Meet Harriet – 30 Faces of Meals on Wheels Chicago
Harriet’s family is a steel family. Many of her kin worked for the steel mills in southeastern Chicago, and they commit to their faith, their family, and the value of hard work with steely resolve.
Harriet is 97 years old and insists on dressing up for visitors, an echo of her past as a cosmetologist and fashion designer. She retains her Alabama drawl though she moved to Chicago in 1943. “I was born in Marion Junction, near Selma. There wasn’t much for us there, and my husband, John Lee, had a cousin who could get him a job at Inland Steel. It was good money, and we were just starting a family.

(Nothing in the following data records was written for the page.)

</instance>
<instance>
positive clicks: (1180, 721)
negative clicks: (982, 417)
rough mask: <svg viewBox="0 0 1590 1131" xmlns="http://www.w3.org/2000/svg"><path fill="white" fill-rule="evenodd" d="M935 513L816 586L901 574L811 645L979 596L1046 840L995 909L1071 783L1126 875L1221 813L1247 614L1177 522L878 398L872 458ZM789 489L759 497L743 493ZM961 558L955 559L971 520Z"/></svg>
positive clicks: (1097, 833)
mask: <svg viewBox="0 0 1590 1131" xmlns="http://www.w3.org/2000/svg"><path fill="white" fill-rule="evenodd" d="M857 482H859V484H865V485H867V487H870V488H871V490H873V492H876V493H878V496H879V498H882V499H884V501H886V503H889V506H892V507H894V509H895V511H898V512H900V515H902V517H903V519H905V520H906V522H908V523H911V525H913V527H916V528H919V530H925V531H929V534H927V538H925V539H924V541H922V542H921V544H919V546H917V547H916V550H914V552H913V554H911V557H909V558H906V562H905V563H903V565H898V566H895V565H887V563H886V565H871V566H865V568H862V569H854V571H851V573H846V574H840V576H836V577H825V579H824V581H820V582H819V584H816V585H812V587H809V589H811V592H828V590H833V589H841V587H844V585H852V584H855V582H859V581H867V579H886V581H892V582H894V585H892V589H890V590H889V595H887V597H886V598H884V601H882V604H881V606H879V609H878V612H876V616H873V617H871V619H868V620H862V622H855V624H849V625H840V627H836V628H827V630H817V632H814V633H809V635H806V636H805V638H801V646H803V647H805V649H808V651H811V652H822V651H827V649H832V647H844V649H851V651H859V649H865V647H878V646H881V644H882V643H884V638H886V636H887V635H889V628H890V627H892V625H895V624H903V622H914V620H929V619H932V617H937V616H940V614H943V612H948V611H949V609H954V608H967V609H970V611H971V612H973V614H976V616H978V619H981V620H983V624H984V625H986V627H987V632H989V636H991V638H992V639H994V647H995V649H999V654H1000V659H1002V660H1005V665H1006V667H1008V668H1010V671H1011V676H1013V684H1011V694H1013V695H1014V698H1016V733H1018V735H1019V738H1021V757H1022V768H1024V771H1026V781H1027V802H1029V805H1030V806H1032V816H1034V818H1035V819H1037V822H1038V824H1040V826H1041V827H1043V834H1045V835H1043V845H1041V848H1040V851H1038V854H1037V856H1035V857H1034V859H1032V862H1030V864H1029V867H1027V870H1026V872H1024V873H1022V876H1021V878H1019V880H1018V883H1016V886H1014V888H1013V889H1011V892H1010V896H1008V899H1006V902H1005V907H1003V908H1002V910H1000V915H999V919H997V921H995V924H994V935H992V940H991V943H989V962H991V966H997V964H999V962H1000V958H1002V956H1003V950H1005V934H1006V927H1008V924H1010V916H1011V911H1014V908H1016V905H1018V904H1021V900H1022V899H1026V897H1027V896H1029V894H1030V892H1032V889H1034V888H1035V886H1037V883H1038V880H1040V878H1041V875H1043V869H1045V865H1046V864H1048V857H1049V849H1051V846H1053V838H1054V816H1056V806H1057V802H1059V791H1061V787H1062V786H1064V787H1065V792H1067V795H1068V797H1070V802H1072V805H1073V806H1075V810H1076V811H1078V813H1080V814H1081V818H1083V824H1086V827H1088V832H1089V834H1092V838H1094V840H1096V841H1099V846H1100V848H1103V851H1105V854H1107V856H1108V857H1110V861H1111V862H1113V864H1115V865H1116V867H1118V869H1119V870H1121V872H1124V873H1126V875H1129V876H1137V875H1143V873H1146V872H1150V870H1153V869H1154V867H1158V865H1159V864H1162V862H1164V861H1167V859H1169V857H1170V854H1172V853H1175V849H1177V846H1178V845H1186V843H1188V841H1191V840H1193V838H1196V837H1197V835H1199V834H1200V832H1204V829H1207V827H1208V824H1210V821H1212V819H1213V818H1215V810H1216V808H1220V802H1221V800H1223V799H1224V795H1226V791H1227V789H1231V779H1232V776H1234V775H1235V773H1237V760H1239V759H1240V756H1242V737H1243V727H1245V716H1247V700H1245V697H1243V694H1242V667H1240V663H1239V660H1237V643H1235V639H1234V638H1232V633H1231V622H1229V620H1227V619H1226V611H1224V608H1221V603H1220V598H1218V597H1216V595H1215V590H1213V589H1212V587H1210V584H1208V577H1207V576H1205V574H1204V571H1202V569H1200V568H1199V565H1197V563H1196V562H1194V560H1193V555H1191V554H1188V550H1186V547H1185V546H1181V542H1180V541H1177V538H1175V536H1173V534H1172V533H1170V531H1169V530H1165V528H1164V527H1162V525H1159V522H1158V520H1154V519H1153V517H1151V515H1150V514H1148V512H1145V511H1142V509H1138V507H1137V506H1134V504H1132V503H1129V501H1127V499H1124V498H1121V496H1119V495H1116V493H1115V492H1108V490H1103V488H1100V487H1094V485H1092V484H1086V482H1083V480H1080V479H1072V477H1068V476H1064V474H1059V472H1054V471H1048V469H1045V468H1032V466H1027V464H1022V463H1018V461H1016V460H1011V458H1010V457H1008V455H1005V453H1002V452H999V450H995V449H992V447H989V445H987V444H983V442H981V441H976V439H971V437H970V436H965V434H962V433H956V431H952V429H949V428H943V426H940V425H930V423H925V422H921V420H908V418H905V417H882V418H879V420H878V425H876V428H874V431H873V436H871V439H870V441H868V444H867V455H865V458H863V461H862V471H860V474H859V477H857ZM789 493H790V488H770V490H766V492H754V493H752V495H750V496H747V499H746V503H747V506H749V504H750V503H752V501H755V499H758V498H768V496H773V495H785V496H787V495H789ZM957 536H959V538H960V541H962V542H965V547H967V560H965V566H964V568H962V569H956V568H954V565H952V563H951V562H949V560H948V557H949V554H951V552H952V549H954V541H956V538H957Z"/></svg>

We said goodbye to our cousins and moved north.”
In Chicago, Harriet and John Lee built a life, raising three boys and a girl in their southside home. Soon, the boys would join their father at the steel mill, working as a ladle operator, machinist and lid man. It was hard but honest work, and it paid well. Their daughter became an insurance executive downtown, but, unfortunately, succumbed to an aneurism at 66. Harriet’s beloved John Lee passed away in 2004 after 64 years of marriage. However, Harriet is surrounded by a large family with more than 20 grandchildren and 9 great grandchildren with another on the way.
“We’ve always believed in earning your living. None of my boys ever just hung out on the street getting into trouble, not when there is work to be done. After the kids were in school, I went to work, too. First, in a packing housing and then for Nabisco, where I packed mini doughnuts as fast as I could. It’s funny to think that somebody with Meals on Wheels is packing my meals for me now. What comes around, goes around.”
About five years ago, the woman who supported her family for so many years could no longer cook for herself. “I just can’t move
around like I used to and standing over the stove hurts my back so much.” Harriet’s children convinced her to sign up for Meals on Wheels. “I really like Leon, my driver, he is so friendly and positive. Every time he comes, he asks me to say a prayer with him. It means so much to him and to me.”
Harriet likes the meals Leon brings. “I like the meatballs and spaghetti, and the chicken and dressing. The meals are really healthy. Maybe that’s why my blood pressure is so good.”
Harriet is grateful for all of you who support Meals on Wheels Chicago. “I may never meet the people who help me, but I want them to know that I certainly appreciate their kindness. I thank them for allowing me to stay in the home that John Lee and I built.”